Como excelente headhunter que era, agendou reunião com a gerência da equipe familiar, indicando a necessidade de preenchimento da vaga, apresentou gráficos e planilhas previamente preparados para a ocasião exibindo cálculos detalhados dos riscos, custos e benefícios envolvidos no projeto. Tudo foi tão bem elaborado que obteve imediata aprovação, com cumprimentos por sua capacidade de articulação. Colocou mãos à obra no recrutamento e seleção de pessoal habilitado para a função, utilizando sua ativa rede de relacionamentos, ligou para um, dois, três contatos. Agendou entrevistas com candidatas bastante recomendadas. Foi persuasiva, intuitiva, desafiadora, uma boa negociadora.

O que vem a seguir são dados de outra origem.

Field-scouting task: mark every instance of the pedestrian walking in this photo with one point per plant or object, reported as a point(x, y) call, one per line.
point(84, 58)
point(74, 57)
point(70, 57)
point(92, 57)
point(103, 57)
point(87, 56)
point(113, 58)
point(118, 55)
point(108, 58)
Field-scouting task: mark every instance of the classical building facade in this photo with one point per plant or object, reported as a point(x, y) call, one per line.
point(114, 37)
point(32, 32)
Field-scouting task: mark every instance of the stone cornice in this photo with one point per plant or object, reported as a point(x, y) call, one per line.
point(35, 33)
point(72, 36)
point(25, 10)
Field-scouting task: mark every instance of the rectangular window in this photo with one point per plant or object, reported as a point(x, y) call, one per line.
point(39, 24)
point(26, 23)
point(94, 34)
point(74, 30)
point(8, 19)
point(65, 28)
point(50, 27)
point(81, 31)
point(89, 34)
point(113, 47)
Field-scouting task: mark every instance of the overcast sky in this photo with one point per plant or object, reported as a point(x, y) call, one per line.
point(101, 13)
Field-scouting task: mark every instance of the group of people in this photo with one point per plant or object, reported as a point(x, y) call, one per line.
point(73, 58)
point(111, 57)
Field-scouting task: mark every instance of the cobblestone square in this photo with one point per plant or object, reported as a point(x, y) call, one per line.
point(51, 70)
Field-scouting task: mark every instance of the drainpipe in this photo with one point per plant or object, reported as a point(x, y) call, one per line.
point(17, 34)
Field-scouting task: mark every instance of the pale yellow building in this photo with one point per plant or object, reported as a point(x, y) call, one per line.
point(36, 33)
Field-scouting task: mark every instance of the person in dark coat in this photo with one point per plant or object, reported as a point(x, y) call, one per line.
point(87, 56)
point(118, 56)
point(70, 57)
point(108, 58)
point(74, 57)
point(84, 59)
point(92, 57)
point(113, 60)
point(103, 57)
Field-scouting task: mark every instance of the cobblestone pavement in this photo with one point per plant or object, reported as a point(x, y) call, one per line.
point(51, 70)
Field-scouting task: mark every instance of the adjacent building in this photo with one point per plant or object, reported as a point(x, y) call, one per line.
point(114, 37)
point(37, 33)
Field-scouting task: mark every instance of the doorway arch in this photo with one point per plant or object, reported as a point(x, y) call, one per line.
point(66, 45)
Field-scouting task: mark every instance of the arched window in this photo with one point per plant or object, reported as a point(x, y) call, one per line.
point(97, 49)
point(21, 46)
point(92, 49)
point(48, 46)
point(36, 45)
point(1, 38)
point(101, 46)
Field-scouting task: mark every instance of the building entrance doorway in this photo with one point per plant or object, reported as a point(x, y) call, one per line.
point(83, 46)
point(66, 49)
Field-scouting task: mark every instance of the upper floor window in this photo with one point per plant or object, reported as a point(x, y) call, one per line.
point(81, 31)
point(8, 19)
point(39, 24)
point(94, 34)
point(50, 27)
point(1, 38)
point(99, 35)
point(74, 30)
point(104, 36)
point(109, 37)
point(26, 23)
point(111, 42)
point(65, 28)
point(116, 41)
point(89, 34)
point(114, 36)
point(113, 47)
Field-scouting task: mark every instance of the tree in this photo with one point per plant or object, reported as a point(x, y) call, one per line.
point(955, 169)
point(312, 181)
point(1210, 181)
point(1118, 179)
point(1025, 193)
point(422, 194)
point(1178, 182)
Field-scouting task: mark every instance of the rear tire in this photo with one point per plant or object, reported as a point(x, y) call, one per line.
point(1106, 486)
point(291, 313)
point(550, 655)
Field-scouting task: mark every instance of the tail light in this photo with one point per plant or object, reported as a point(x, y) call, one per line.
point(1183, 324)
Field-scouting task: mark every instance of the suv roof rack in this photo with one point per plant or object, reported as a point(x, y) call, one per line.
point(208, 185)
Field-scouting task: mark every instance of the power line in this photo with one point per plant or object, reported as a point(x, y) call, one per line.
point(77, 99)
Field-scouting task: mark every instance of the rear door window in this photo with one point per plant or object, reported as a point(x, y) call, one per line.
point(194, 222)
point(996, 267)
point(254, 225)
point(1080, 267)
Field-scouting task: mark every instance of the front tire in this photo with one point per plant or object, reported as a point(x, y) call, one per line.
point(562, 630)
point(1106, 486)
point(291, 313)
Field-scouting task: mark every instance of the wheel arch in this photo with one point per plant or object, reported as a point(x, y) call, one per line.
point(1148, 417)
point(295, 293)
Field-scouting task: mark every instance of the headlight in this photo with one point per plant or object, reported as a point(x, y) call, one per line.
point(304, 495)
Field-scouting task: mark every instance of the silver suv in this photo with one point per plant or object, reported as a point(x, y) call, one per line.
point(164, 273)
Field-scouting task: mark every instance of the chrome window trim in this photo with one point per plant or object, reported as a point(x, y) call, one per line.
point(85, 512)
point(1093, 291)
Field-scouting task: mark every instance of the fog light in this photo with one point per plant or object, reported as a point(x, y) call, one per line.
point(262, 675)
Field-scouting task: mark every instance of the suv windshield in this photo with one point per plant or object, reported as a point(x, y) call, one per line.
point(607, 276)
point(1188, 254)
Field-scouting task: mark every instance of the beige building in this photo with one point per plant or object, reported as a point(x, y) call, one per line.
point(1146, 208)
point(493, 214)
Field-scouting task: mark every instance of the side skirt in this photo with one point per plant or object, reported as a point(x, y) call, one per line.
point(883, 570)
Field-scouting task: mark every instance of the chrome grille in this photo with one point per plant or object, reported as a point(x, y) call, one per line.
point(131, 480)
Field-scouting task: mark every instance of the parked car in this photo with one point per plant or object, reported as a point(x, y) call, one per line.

Utilizando testes de conhecimentos e simulações práticas, escolheu a pessoa mais habilitada para aquela vaga. Definidos direitos e deveres, começo agendado para a próxima segunda-feira.
Tomou um banho demorado sem preocupar-se com o fato do blindex não brilhar como um espelho, vestiu-se, maquiou-se e saiu para o trabalho.
Podia dedicar-se às funções que exercia com maestria, afinal, a partir de segunda poderia contar com a inestimável ajuda de uma secretária do lar.